Renewable energy would seem to be another obvious winner, but until recently that hasn’t been the case. Now, however, markets are finally becoming convinced of their long-term viability, thanks to new government regulations that tax polluters. The European Union already makes certain dirty industries pay for the carbon they emit, and similar schemes are in the works in Australia, California and the northeastern United States. These initiatives are making renewable energy more attractive. Witness the attention drawn by GE and PowerLight’s glitzy mega-opening of the world’s largest solar plant in southern Portugal on March 28, which drew praise from Prime Minister Jose Socrates. London-based Westhall Capital estimates that the market for wind and solar power alone will increase from $17 billion today to $85 billion by 2010. According to Goldman Sachs, the sector’s returns outperformed the market as a whole by 10 to 20 percent last year.

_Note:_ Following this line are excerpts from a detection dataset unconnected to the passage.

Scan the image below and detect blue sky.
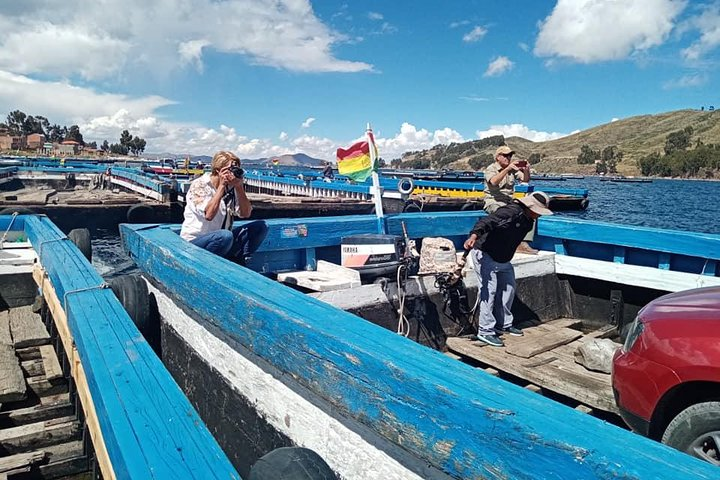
[0,0,720,159]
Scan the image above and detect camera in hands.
[230,165,245,178]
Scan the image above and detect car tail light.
[623,317,645,352]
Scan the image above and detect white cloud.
[0,70,174,125]
[475,123,570,142]
[483,56,514,77]
[0,0,372,79]
[460,95,490,102]
[463,25,487,43]
[682,4,720,62]
[535,0,687,63]
[450,20,470,28]
[178,39,212,72]
[374,122,464,160]
[663,73,709,90]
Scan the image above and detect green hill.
[401,110,720,175]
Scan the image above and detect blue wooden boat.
[121,212,720,479]
[0,215,240,479]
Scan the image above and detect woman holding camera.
[180,151,267,265]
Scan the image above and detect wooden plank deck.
[447,319,619,413]
[0,307,89,479]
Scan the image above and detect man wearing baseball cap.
[465,192,552,347]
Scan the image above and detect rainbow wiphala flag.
[337,133,378,182]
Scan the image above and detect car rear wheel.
[662,402,720,466]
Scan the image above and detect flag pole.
[365,122,386,234]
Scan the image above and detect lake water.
[92,177,720,277]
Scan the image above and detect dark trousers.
[190,220,267,265]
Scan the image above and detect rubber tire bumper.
[248,447,337,480]
[662,402,720,464]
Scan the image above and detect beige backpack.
[418,237,457,275]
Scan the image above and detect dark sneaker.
[477,335,505,347]
[495,327,525,337]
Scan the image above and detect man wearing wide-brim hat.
[483,145,537,253]
[465,192,552,347]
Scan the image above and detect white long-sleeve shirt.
[180,173,240,241]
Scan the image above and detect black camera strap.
[222,186,235,230]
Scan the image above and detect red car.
[612,287,720,465]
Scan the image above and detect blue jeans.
[190,220,267,265]
[472,249,515,335]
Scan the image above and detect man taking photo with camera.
[483,145,537,255]
[180,151,267,265]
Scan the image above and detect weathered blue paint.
[0,215,25,231]
[110,166,170,194]
[121,222,717,479]
[613,247,625,263]
[14,216,240,479]
[703,260,718,277]
[191,212,720,276]
[16,164,105,173]
[657,253,670,270]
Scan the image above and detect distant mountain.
[248,153,325,167]
[401,110,720,175]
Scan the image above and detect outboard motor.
[340,233,405,280]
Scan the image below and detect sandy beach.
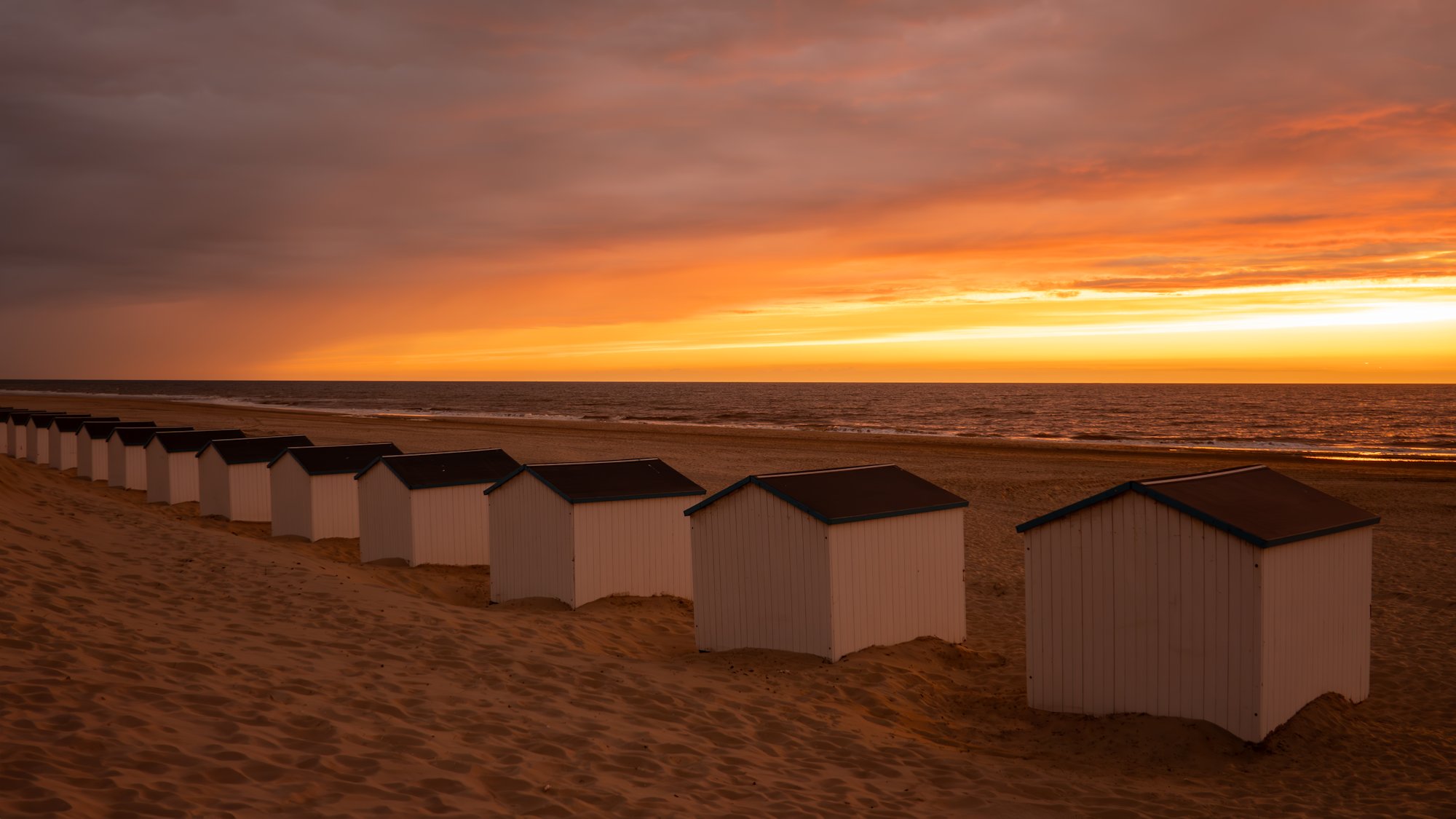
[0,396,1456,818]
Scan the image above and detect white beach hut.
[485,458,706,608]
[197,436,313,522]
[1016,467,1380,742]
[268,443,399,541]
[25,413,90,467]
[3,410,38,458]
[355,449,520,566]
[146,430,243,505]
[108,427,192,490]
[0,406,14,455]
[50,416,121,471]
[686,464,967,662]
[76,422,157,481]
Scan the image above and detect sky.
[0,0,1456,381]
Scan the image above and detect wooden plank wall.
[1026,493,1261,739]
[309,472,360,541]
[575,497,702,606]
[141,439,172,503]
[197,448,232,519]
[491,472,577,606]
[76,430,106,481]
[1259,526,1372,733]
[268,455,313,541]
[409,484,491,566]
[355,464,416,566]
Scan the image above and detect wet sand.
[0,396,1456,818]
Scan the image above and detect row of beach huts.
[0,408,1379,742]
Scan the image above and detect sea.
[0,380,1456,464]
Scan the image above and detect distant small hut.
[76,420,157,481]
[146,430,245,505]
[106,427,192,490]
[1016,467,1380,742]
[268,443,399,541]
[50,416,121,471]
[485,458,706,608]
[355,449,520,566]
[197,436,313,523]
[686,464,968,662]
[25,413,90,467]
[4,410,39,459]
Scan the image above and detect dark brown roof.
[106,427,192,446]
[82,420,157,440]
[197,436,313,464]
[268,443,399,475]
[31,413,90,430]
[684,464,970,525]
[54,416,121,433]
[485,458,706,503]
[358,449,520,490]
[147,430,243,452]
[1016,465,1380,547]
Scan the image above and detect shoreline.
[0,390,1456,468]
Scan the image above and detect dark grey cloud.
[0,0,1456,313]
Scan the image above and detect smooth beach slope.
[0,400,1456,816]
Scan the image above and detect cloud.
[0,0,1456,376]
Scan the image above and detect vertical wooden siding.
[106,435,127,487]
[828,509,965,660]
[51,430,76,471]
[121,446,147,490]
[25,420,51,467]
[76,430,106,481]
[144,439,172,503]
[357,467,415,566]
[690,484,833,659]
[268,455,313,541]
[491,472,577,606]
[197,448,232,518]
[163,452,199,503]
[309,472,360,541]
[1026,493,1261,739]
[409,484,491,566]
[574,497,702,606]
[4,420,25,458]
[227,464,272,523]
[1259,526,1372,733]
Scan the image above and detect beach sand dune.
[0,399,1456,818]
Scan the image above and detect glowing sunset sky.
[0,0,1456,381]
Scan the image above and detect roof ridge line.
[748,464,894,478]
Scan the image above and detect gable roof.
[106,427,192,446]
[147,430,243,452]
[268,443,399,475]
[683,464,970,526]
[354,449,520,490]
[80,419,157,440]
[31,413,90,430]
[54,416,121,433]
[1016,464,1380,548]
[197,436,313,465]
[485,458,708,503]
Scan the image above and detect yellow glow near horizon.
[265,277,1456,380]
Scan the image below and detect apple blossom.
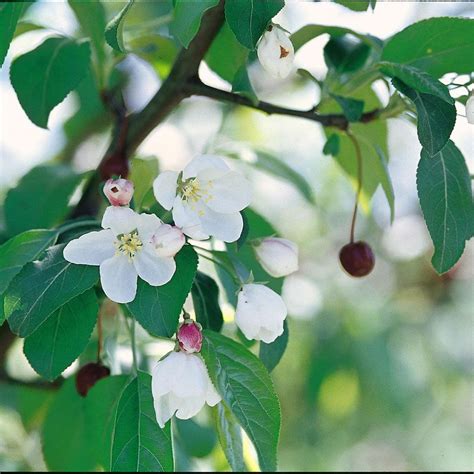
[151,352,221,428]
[177,319,202,354]
[151,224,186,257]
[103,179,134,206]
[63,206,176,303]
[254,237,298,278]
[235,283,288,343]
[466,94,474,124]
[257,25,295,79]
[153,155,251,242]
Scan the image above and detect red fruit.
[76,362,110,397]
[339,241,375,277]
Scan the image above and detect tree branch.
[75,0,224,217]
[185,77,381,130]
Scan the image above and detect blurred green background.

Of course, where there is money, there are consultants. Already, climate change has given birth to a host of green McKinseys, as well as countless law firms advising business on environmental issues. This summer, Marsh Insurance, Yale University and the think tank Ceres will host high-level seminars for directors of Fortune 1000 companies on the risks—and opportunities—posed by global warming. Companies ranging from General Motors to Tyson Foods, the world’s largest poultry producer, now employ chief environmental officers. Meanwhile, industry insiders say that green consultants are bagging up to $1,000 an hour at large firms.
Ultimately, corporate adaptation could help save not only business but the world. Paul Saffo, a fellow at Silicon Valley’s Future Institute, says, “What was amazing at Davos this year is that the government people were dispirited and it was the corporate people throwing out ideas.” Just as companies recently managed to stop producing ozone-harming products (as a result of which the ozone layer is reviving) we should expect businesses—with the help of government-imposed caps on greenhouse-gas emissions—to help slow man-made climate change through the perfection of alternative energy sources like fuel cells and solar technology. And today’s blue chips should keep global GDP growing even as the ice melts. They may even cure dengue fever in the process. Meanwhile, in the center of Lloyd’s trading floor, the Lutine Bell, which used to be rung when a ship was lost at sea, now sits silent. Today, the warnings are coming from other places, such as scientific forecasts of more hurricanes in the warming Atlantic or tragic heat waves in Europe or India. One thing, however, remains the same: smart businesses are ready to respond to the alarms.